If you've spent any time in a pastry kitchen, you're well aware of the delicate process of cooking sugar. As sugar is heated it 'melts,' and at stages between simple syrup and blackjack caramel it boasts a variety of unique properties. However, researchers at the University of Illinois now know that sugar doesn't melt-it's actually decomposing.
Unlike water, which can be melted and frozen ad infinitum, sugar retains the properties it gains when cooked to a certain temperature. This is why it's so useful in the kitchen-caramel stays caramel, soft-ball stay soft-ball, and hard-crack stays hard-crack even once cooled down so their applications are not dependent on retaining high temperatures.
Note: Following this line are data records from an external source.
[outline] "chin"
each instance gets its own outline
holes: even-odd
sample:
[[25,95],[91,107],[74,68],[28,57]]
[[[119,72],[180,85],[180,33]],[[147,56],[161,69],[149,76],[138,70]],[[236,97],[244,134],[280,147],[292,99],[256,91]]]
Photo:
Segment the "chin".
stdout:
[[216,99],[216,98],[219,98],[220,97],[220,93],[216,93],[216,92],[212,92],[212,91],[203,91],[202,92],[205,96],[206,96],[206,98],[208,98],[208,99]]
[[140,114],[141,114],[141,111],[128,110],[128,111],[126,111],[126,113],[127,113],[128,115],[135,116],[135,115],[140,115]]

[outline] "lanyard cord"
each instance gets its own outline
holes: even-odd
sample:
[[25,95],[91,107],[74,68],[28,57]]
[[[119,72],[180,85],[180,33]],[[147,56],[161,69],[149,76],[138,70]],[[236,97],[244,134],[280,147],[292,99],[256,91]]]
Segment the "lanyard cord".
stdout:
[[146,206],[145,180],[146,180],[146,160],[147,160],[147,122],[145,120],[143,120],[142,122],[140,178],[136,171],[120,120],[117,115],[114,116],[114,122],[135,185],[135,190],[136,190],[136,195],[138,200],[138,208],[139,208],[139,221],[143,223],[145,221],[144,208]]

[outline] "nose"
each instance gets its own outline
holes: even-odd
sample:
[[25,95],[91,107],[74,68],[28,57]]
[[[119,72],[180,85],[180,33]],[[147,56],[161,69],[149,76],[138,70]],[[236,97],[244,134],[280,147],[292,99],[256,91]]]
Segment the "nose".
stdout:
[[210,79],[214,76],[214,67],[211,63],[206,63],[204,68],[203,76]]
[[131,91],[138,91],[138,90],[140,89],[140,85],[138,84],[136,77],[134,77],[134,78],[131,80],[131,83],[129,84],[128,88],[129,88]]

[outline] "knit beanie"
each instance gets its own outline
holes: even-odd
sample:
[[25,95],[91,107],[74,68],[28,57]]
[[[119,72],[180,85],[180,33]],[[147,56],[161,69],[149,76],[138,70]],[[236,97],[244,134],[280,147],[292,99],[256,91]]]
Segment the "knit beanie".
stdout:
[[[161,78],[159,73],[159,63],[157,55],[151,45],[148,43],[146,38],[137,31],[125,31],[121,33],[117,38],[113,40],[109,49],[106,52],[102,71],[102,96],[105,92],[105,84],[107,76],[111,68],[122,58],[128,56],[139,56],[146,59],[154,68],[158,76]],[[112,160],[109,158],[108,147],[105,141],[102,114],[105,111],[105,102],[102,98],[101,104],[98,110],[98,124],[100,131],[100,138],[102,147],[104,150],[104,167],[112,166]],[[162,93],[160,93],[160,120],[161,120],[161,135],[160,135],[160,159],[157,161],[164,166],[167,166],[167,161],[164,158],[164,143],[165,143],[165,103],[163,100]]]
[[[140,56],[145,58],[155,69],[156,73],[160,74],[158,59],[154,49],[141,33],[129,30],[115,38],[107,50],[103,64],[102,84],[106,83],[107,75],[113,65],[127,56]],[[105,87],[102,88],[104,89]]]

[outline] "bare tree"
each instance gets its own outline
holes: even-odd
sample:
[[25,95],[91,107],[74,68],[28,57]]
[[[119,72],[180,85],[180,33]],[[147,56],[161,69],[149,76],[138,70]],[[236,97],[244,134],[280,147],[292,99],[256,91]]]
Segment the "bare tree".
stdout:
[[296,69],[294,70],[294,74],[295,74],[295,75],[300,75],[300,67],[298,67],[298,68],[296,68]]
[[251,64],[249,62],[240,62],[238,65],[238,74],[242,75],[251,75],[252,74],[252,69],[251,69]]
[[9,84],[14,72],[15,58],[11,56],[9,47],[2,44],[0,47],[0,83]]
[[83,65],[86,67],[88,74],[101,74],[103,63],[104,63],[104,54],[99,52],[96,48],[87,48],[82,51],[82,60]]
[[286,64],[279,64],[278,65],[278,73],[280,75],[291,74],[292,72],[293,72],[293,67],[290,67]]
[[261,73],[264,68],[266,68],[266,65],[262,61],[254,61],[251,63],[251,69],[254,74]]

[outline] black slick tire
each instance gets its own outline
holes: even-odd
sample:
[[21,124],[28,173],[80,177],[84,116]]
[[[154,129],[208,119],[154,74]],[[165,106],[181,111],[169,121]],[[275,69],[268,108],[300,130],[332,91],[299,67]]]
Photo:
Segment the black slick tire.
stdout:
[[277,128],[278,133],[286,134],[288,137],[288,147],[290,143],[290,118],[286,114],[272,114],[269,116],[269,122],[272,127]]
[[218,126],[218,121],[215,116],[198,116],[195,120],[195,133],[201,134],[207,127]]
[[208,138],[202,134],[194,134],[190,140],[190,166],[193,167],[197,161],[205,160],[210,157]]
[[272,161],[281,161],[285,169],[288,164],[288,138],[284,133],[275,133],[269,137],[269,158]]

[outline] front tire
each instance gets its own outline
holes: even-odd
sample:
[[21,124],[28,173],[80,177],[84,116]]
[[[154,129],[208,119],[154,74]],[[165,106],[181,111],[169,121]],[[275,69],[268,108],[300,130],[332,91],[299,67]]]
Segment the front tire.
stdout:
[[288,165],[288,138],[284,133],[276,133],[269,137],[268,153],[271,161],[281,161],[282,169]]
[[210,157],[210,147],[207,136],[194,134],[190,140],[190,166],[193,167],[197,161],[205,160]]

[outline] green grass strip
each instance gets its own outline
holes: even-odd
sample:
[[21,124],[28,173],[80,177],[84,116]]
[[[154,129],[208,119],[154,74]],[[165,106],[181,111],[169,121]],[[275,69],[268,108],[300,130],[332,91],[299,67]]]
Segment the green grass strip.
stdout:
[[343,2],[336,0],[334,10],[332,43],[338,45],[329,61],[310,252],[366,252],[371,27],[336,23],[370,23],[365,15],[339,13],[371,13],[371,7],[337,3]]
Interestingly, the most useful information gained from the research shows that the temperature sugar is cooked to is not the only factor in a final sugar product. The rate at which sugar is cooked plays a large role in how the outcome will taste. The researchers are experimenting with slow and low sugar cooking processes (rate of apparent melting) to alter the flavors found in caramel and other sugar stages.
Shelly J. Schmidt, a University of Illinois professor of food chemistry, told ACES News, "Certain flavor compounds give you a nice caramel flavor, whereas others give you a burnt or bitter taste. Food scientists will now be able to make more of the desirable flavors because they won't have to heat to a 'melting' temperature but can instead hold sugar over a low temperature for a longer period of time," said Schmidt, "This discovery is important to food scientists and candy lovers because it will give them yummier caramel flavors and more tantalizing textures. It even gives the pharmaceutical industry a way to improve excipients, the proverbial spoonful of sugar that helps your medicine go down."